There are a few reasons why we won't be. One is of course, if you know you don't need it or have the same concerns we do about it security wise then it should be able to turn it off.

The second is applications can opt-out of having it on by default. Such as Interlink which has no real need for it. As you likely read in the Release Notes or the commit log.

Why do you think it wasn't switched on from day one? There ARE concerns about it though we know that all known exploits are good and patched but new ones could come up and we could advise people to switch it off until the next patch or whatever. The reason it was turned on was simple.. Massive web compatibility reasons. With keeping up on security issues and the webcompat issues without it enabled growing we just couldn't keep ignoring it. But the preference will be retained forever. I'll see to it. For the record, Basilisk HAS had it on since day one.
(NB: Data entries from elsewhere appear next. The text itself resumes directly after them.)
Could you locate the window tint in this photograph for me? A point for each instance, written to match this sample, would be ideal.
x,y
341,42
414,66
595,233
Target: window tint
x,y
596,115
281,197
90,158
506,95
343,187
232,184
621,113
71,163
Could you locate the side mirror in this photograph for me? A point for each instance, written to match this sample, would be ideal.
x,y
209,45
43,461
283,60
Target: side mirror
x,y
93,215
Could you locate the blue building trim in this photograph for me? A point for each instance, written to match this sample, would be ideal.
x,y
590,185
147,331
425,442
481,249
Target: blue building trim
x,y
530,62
Anyway, glad to see you might be more level-headed than you may have seemed at first glance.

Golden12345

5 points

3 years ago

What? You mean Pale Moon isn't really "Your browser, your way?" That it isn't really "offering full customization and a growing collection of extensions and themes to make the browser truly your own?"

I'm shocked!

But in all seriousness, while you're certainly not alone in your concerns, I wouldn't delude yourself that it's going to get any better. The truth is that what YOU may want the browser to do and be is likely quite different from what Moonchild, Tobin, and others developing it want it to do and be.

The direction Pale Moon will be taking? Answer: Their browser, Their way.

Plan accordingly.

[deleted]

0 points

3 years ago*

[deleted]

0 points

3 years ago*

[deleted]

mattatobin

0 points

3 years ago

I still think it is Latitude.

[deleted]

4 points

3 years ago

No. u/GoldJello and u/BronzeJello are Latitude.

mattatobin

2 points

3 years ago

Then who is Golden12345?

Golden12345

0 points

3 years ago

I'm...ME. As in, not "Latitude."

As I've said before, I don't know much at all about "Latitude." I've seen the name around but couldn't tell you much of anything beyond that.
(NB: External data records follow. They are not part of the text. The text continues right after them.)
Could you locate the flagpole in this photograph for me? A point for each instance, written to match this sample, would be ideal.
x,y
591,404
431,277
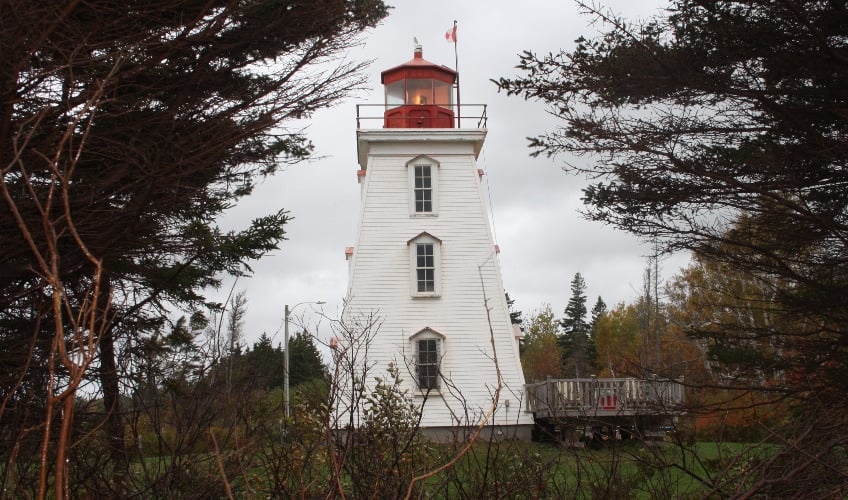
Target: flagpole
x,y
456,68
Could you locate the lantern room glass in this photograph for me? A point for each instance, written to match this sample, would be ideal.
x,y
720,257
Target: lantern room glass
x,y
419,91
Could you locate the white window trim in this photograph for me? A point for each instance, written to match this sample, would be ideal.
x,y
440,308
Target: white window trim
x,y
428,334
425,238
434,183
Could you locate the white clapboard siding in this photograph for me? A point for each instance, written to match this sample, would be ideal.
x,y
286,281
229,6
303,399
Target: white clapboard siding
x,y
381,278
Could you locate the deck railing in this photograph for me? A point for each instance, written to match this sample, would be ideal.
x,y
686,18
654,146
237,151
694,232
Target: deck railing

And, as I've said before, I have no idea what his writing style is but can only guess that it's similar enough to mine to...trigger familiarity? But, personally, assuming that temer171 is correct that he uses GoldJello and BronzeJello. I can't see any similarities in their post histories and mine.

darkempath

2 points

3 years ago*

This one line feels like the beginning of the end for Pale Moon as something other than a WASM/WebExtensions Chrome-lite.
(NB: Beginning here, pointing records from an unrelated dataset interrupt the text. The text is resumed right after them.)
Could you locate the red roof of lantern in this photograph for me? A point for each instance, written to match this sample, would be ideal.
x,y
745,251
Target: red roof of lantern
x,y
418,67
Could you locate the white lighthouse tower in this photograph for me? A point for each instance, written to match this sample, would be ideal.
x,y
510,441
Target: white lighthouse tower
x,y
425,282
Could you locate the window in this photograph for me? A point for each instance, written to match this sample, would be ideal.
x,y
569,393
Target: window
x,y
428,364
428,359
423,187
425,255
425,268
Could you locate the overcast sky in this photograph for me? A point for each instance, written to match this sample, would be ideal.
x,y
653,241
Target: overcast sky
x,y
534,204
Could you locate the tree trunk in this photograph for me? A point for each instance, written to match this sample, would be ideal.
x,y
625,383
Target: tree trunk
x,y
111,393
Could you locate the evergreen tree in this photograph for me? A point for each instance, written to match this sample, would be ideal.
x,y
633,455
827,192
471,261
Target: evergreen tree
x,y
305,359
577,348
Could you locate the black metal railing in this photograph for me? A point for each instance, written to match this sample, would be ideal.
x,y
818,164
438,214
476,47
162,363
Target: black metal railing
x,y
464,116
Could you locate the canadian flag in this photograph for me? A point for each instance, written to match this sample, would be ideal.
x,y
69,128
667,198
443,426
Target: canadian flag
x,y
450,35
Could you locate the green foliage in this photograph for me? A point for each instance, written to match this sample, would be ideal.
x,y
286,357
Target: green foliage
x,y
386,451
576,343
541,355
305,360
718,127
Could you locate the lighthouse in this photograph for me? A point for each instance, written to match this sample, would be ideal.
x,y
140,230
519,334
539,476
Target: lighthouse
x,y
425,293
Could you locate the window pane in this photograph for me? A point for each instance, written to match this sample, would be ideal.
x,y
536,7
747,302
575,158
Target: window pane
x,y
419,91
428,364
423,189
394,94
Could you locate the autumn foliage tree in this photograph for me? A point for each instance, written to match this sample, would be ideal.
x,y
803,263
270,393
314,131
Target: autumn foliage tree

I've actually switched to mostly using Waterfox Classic, since Pale Moon (and cunts like Tobin) have progressively been giving me the shits.

But in this case you seem to be conflating wasm with webextensions. Webassembly is a recommendation from the World Wide Web Consortium (just like HTML, CSS, and Javascript), whereas webextensions are ineffectual garbage from the world's largest advertising company.

Pale Moon has its issues (mostly its developers), but calling it Chrome-lite seems a bit harsh.

We can talk all day long about how shitty the implementation of Pale Moon's non-compliant CSS and Javascript are. However, just like wasm, these are W3C standards that should be available in any functioning modern browser. The fact that Tobin has a hundred and one excuses for why Pale Moon's implementations are sub-standard does not mean a browser like Pale Moon shouldn't support CSS, Javascript, or wasm.

[deleted]

1 points

3 years ago*

The fact that Tobin has a hundred and one excuses for why Pale Moon's implementations are sub-standard

Yup.

mattatobin

1 points

3 years ago

I can only give you facts dude. It is up to you what you do with them.

[deleted]

1 points

3 years ago*

[deleted]

mattatobin

1 points

3 years ago

So, mistreating me is just fine when it is out of the blue is it?

Using your other thread title as your last resort because you have lost not only this argument but that one too doesn't help build your credibility.

Anyway, as I said there.. JustOff is a particularly special case. There is a lot of history there.

And as for G4JC, you don't have all the facts.